A safety inspector contracted with Apple accidentally emailed an incident report to hundreds of Apple employees, who then sent the document to Gizmodo. The report details 70-plus health and safety incidents that involved Apple employees, two of which experienced injury or pain to the eye after using a mysterious prototype. What kind of prototype would hurt your eye? Perhaps a pair of augmented reality glasses?

One report described a February 21 incident: “After BT4 user study, user advised study lead, that she experienced discomfort in her eye and said she was able to see the laser flash at several points during the study. Study lead referred her to optometrist and secured prototype unit for analysis.”

On March 2, another employee also had an eye incident: “Employee reported eye pain after working with new prototype, thought it may be associated with use. He noticed that the security seal on the magenta (outer) case had been broken and had thought the unit may have been tampered with.”

OK, there’s little to no detail here. It’s not even clear if the two employees were using versions of the same device or totally different products. But Apple CEO Tim Cook has made bold statements about augmented reality over the last year, indicating that the company is working on AR products (though we hear the near-term vision for that technology is the iPhone).
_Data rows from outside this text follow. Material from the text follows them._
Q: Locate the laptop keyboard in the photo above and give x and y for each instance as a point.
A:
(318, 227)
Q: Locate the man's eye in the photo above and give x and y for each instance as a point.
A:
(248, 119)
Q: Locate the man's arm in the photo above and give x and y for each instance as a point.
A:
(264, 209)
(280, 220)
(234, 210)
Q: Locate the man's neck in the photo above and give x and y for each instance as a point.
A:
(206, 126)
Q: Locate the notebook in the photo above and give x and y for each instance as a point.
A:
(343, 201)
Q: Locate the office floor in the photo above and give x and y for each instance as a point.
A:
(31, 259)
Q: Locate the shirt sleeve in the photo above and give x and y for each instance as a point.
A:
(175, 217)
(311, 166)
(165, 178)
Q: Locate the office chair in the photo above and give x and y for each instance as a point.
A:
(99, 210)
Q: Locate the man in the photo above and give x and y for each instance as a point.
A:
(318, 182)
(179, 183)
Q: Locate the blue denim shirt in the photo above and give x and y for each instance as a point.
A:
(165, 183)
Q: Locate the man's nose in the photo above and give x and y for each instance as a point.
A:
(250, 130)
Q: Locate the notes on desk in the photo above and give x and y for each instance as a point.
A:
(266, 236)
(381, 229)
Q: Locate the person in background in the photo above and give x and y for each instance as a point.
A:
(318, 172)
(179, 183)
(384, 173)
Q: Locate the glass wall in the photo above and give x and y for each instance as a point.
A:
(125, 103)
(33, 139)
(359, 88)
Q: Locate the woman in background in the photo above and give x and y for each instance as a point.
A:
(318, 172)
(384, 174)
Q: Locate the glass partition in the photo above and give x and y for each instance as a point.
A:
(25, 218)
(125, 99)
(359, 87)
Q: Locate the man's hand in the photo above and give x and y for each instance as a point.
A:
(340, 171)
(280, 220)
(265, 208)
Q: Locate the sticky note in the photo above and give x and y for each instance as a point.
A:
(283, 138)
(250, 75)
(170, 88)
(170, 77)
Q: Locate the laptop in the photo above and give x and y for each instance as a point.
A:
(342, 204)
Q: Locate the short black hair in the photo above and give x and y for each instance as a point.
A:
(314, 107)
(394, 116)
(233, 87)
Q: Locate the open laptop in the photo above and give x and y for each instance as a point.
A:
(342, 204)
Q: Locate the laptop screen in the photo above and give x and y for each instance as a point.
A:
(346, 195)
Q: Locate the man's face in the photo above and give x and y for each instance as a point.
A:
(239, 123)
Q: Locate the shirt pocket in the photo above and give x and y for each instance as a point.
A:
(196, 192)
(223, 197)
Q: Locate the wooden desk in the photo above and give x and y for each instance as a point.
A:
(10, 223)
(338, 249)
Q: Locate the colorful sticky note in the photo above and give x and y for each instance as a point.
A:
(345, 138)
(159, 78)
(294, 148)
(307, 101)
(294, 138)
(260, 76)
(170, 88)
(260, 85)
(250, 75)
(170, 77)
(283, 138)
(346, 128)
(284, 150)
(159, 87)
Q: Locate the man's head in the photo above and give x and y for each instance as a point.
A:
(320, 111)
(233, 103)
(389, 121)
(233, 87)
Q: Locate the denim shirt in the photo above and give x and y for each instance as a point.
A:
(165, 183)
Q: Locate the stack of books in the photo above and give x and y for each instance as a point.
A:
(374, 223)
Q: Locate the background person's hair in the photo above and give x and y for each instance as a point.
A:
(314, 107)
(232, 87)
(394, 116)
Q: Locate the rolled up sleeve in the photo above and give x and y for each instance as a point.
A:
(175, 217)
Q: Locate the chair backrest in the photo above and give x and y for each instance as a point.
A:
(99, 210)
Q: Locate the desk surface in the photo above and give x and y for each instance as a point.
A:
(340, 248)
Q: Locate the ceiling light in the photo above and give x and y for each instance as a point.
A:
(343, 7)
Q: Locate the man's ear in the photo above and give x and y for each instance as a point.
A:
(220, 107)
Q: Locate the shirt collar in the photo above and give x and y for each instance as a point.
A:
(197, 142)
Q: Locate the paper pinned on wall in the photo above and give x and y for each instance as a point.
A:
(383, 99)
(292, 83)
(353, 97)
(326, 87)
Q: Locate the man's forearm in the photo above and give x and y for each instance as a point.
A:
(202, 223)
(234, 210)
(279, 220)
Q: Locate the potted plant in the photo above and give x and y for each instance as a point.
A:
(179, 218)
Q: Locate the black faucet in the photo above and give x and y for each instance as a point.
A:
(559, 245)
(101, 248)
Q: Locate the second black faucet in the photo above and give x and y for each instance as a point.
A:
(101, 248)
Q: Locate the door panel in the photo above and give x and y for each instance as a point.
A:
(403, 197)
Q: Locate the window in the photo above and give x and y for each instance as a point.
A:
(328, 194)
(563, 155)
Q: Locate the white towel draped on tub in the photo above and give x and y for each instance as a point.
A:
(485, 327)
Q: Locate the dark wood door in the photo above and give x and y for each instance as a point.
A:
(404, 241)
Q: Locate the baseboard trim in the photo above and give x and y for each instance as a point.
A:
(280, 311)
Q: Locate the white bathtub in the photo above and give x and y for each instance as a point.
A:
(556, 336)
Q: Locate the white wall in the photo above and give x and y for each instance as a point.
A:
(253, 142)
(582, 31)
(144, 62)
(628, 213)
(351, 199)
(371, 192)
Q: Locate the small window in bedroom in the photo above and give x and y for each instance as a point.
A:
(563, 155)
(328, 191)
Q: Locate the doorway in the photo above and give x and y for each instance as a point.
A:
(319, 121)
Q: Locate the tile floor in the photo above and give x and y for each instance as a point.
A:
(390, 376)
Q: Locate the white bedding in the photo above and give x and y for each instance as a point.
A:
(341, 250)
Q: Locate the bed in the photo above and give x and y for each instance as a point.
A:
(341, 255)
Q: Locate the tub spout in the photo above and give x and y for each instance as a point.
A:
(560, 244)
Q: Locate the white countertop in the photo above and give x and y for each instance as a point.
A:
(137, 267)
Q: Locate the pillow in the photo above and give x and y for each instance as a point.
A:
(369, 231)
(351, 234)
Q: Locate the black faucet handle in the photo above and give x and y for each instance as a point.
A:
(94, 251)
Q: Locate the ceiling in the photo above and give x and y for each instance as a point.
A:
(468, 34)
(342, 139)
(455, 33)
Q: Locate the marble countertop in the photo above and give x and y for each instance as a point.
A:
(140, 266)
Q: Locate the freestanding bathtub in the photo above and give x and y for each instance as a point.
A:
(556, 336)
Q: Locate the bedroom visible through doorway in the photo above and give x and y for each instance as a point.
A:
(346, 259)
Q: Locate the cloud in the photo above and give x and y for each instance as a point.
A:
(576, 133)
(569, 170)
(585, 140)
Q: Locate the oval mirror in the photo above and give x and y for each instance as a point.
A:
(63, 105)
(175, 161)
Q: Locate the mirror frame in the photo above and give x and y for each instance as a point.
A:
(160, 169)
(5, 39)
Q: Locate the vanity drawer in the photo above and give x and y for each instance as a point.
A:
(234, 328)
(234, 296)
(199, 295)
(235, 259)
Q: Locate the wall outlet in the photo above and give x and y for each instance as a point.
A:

The incident reports hint at other in-development projects, such as self-driving cars, and new Apple Watch features like ski-tracking, but there’s little in the way of specifics. And just because Apple employees are testing prototypes doesn’t mean any of this hardware will come to market. If Apple is in fact experimenting with augmented reality glasses, we’d prefer they wait to release them until, you know, the employee injuries are a thing of the past.